Data breakpoints are both incredibly useful when you need them and yet can cause extreme pain under some circumstances. For the latter reason they are always disabled on restart, and here is why.

First of what is a data breakpoint? Since at least VS2005 (maybe earlier, I forget) they are hardware breakpoints set using special CPU registers that allow the CPU to notify a debugger that the memory at that address is written to (or read but VS does not support that mode). They are a very limited resource (there are four addresses on x86) and have limits on their size (1,2 or 4 bytes) and alignment (the address alignment has to match the size). Those are the CPU-level limitations, but to a user-mode debugger on Windows there are additional caveats.

One problem is related to the one described in Why Address Breakpoints Are Disabled On Restart : they are set by address, and that address may not be valid in the next debug session. Data breakpoints are usually set on heap addresses, and they are almost never the same from one run to another. (If set on a global then the address will be constant, at least until you recompile or your DLL gets loaded at a different address to due a collision).

However a less obvious problem is what happens when kernel code writes to an address that has a CPU breakpoint set on it. Lets say you have one set and then call ReadFile with a buffer pointer that includes the address. At some point lets assume the kernel does a memcpy over the magic address: this will raise a kernel-level exception as the data bp fires. In due course this will unwind to a try/except that is somewhere higher in the kernel stack, which will eventually get back to user mode and cause ReadFile to return FALSE (as well as to only partially fill the read buffer). Note that a user-mode debugger has no visiblity into kernel-mode exceptions, so is none the wiser. So by having the address breakpoint get written to by kernel code, not only did the breakpoint not fire when it happened but the program actually executes differently (reporting a bogus read error) as a result.

What if the memory is overwritten by something in the kernel more complicated than memcpy, like say a DMA operation? Well nothing as far as I was ever able to work out. The CPU doesn't see that as a write operation so the data breakpoint never fires even at the kernel level.

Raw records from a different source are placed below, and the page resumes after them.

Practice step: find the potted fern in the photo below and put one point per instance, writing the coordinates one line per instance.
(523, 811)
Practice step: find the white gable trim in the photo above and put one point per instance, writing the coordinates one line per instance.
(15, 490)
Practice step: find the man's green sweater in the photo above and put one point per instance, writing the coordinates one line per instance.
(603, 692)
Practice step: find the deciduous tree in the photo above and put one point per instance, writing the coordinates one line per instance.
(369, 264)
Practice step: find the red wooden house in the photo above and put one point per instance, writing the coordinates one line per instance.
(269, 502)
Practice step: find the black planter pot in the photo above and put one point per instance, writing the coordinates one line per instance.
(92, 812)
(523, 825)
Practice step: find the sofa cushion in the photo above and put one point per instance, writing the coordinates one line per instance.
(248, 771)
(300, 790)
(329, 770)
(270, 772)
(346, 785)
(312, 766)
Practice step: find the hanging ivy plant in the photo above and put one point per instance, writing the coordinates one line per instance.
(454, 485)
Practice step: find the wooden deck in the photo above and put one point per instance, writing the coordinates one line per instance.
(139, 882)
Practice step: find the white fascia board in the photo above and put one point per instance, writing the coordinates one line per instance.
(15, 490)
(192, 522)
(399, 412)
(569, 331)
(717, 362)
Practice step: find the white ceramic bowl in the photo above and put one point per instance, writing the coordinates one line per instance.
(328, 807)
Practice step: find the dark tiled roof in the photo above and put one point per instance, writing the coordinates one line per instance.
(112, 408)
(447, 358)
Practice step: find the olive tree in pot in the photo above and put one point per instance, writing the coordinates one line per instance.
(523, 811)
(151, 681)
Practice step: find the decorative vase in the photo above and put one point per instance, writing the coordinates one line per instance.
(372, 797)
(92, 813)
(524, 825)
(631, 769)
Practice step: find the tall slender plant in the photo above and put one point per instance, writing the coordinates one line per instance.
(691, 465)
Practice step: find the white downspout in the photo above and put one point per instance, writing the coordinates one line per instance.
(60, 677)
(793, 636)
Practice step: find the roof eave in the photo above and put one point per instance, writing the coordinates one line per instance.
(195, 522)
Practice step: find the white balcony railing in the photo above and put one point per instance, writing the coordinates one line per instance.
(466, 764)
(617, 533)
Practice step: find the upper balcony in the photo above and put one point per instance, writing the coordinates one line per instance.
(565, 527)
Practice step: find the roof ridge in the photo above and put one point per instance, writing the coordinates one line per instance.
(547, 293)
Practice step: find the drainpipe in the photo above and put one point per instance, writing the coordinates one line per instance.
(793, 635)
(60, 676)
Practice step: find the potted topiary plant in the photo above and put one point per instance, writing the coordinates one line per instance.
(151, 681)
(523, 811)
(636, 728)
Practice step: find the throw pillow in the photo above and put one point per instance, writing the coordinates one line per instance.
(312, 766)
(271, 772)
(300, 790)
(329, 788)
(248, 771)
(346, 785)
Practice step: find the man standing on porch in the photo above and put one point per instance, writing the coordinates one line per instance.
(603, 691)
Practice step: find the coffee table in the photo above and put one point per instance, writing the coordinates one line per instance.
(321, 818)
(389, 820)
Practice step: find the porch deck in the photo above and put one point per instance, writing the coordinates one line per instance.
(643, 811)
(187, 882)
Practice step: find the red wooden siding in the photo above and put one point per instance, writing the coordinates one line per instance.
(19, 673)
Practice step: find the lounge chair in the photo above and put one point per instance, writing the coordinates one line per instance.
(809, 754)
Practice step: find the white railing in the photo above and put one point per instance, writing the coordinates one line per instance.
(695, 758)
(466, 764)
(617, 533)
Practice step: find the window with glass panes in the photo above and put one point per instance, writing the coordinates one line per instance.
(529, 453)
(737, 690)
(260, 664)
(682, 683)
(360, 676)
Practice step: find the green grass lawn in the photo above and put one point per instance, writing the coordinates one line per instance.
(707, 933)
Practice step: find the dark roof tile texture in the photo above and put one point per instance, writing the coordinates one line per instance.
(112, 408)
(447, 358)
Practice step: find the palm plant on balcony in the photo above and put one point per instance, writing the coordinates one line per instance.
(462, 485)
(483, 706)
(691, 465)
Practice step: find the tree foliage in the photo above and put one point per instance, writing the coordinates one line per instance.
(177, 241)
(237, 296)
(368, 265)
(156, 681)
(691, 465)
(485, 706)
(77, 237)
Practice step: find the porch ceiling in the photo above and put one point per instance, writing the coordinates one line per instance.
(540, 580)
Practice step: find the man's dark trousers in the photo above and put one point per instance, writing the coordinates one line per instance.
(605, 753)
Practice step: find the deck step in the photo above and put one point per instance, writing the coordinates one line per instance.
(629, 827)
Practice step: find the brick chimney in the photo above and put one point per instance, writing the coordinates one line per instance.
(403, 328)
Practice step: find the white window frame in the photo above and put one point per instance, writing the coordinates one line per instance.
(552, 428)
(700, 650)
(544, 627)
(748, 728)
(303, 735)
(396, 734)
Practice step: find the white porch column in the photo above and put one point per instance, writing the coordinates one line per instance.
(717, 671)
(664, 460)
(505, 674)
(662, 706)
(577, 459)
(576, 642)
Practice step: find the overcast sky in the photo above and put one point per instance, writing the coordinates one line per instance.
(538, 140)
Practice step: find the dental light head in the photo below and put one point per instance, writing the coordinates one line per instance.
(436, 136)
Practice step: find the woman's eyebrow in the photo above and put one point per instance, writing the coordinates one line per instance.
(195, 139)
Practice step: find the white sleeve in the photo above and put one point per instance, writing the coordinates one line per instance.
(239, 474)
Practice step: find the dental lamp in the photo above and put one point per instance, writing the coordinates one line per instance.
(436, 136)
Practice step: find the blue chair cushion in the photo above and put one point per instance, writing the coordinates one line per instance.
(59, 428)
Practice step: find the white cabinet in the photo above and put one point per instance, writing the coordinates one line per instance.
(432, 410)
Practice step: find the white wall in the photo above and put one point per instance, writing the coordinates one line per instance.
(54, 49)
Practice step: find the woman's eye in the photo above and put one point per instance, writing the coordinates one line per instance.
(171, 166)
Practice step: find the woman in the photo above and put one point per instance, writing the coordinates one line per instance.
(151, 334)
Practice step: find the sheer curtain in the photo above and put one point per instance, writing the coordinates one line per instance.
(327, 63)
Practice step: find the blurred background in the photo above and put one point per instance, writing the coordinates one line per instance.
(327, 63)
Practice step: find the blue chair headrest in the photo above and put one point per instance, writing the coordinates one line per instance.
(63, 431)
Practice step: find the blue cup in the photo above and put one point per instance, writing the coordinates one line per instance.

The memory will be overwritten, but the debugger can't possible tell you about it.

Historic note: ancient versions of the VS debugger used "emulated data breakpoints" which were a performance nightmare as they manually polled the memory locations. For this and other reasons (to do with the expression evaulator and general user confusion) they were removed.

Comments

  • Anonymous
    September 09, 2010
    The comment has been removed
  • Anonymous
    September 17, 2010
    Sadly this is one example of a change that improves the security of the OS can negatively impact the developer experience.